Pandas from China caught up in Belgium's political schism
Belgian PM accused of directing gifts from China away from Flanders to French-speaking south
A red carpet welcome awaits two distinguished Chinese visitors to Belgium today. Arriving at Brussels airport on a chartered Boeing 747, the couple and their entourage will be met on the tarmac by Belgian Prime Minister Elio Di Rupo before being whisked to their new home: a zoo.
The two - male panda Xing Hui (which means Twinkling Star) and female Hao Hao (Cute) - are already celebrities. They have their own Twitter feed and Hao Hao was voted China's favourite panda at the international Giant Panda Zoo Awards last year. But their imminent arrival in Belgium has prompted political infighting, with Flanders grumbling that the country's oldest and best-known zoo, in Antwerp, was deliberately snubbed by the French-speaking Di Rupo when he helped broker the deal to bring the pandas to Belgium.
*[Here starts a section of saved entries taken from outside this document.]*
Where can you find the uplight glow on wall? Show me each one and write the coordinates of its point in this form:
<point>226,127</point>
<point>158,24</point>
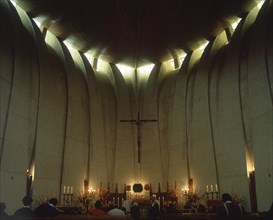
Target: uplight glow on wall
<point>126,71</point>
<point>145,70</point>
<point>260,3</point>
<point>203,46</point>
<point>68,45</point>
<point>235,23</point>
The pandas will stay in the Pairi Daiza animal park near Mons, the city where Di Rupo is mayor. But Antwerp zoo, founded in 1843 - just 13 years after Belgium's independence - insists its pedigree and prestige should have made it the first choice.
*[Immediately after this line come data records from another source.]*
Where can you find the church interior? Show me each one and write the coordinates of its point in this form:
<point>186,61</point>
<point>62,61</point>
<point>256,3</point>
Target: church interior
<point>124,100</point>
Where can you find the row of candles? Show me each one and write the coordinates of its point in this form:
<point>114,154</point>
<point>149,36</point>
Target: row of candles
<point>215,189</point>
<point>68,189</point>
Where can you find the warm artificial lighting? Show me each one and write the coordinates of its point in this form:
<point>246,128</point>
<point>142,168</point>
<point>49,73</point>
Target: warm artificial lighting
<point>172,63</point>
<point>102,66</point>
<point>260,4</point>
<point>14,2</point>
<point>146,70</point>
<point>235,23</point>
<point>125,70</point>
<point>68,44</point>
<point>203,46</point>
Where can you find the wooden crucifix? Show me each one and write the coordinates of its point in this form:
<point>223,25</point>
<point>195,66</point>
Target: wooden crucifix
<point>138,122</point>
A zoo spokesman said it was better equipped to host the two four-year-olds, having accommodated two other pandas in 1987. "All in all we are rather surprised that the prime minister did not think of us," a spokesman said.
Zuhal Demir, an MP with the Flemish separatist N-VA party, has accused the prime minister of blatant favouritism.
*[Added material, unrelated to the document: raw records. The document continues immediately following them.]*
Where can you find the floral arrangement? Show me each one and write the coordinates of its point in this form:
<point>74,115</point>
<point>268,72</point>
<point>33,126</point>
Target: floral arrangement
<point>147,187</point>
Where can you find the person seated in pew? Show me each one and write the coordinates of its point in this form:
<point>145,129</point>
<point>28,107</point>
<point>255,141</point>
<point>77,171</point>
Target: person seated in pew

"Di Rupo made a political choice," Demir said. "He was not acting as prime minister of all Belgians."
However, Pairi Daiza's founder and owner, Eric Domb, insists the zoo was scrupulous in its application for the pandas. "The pandas are Chinese, not Walloon or Flemish," he said.
Pairi Daiza is Belgium's most popular zoo, with 1.25 million visitors last year. Antwerp Zoo, however, saw visitor numbers stagnate at 840,000.